Retour à la grille
18 mars 2015 Vol. 8 No. 21

Allô ! J’écoute !

Auteur : Michel Seméteys
Michel Seméteys
Michel Seméteys

Cette semaine, nous sortons de notre champ de spécialité afin de traiter d’un sujet qui, même s’il n’est pas unique à notre industrie, fait cependant couler beaucoup d’encre et soulève souvent des interrogations.

Il s’agit des conversations enregistrées.

 

En effet, la question nous est souvent posée à savoir si l’enregistrement d’une conversation entre deux individus peut être mis en preuve devant un tribunal, lorsque l’enregistrement est fait par l’un à l’insu de l’autre.
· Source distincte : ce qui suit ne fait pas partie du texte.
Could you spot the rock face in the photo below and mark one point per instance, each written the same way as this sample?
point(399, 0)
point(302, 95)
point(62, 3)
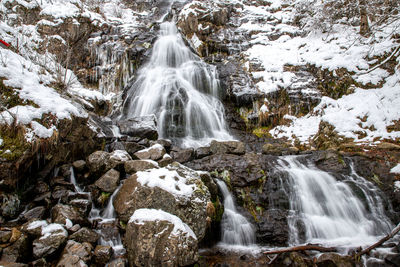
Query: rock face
point(109, 181)
point(174, 189)
point(143, 127)
point(156, 238)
La réponse à cette question est : OUI.

Les tribunaux reconnaissent la légalité d’un enregistrement à la condition que l’une des deux personnes soit au courant que l’enregistrement a lieu. Il en est tout différemment si les deux personnes sont enregistrées par un tiers, à leur insu.

Les tribunaux exigent cependant un certain degré de crédibilité quant à l’enregistrement qui sera mis en preuve, afin de s’assurer que cet enregistrement n’a pas été falsifié, modifié ou truqué. Il devra donc présenter des garanties de fiabilité et d’authenticité.

Dès lors, si ces critères sont remplis, l’enregistrement pourra être mis en preuve.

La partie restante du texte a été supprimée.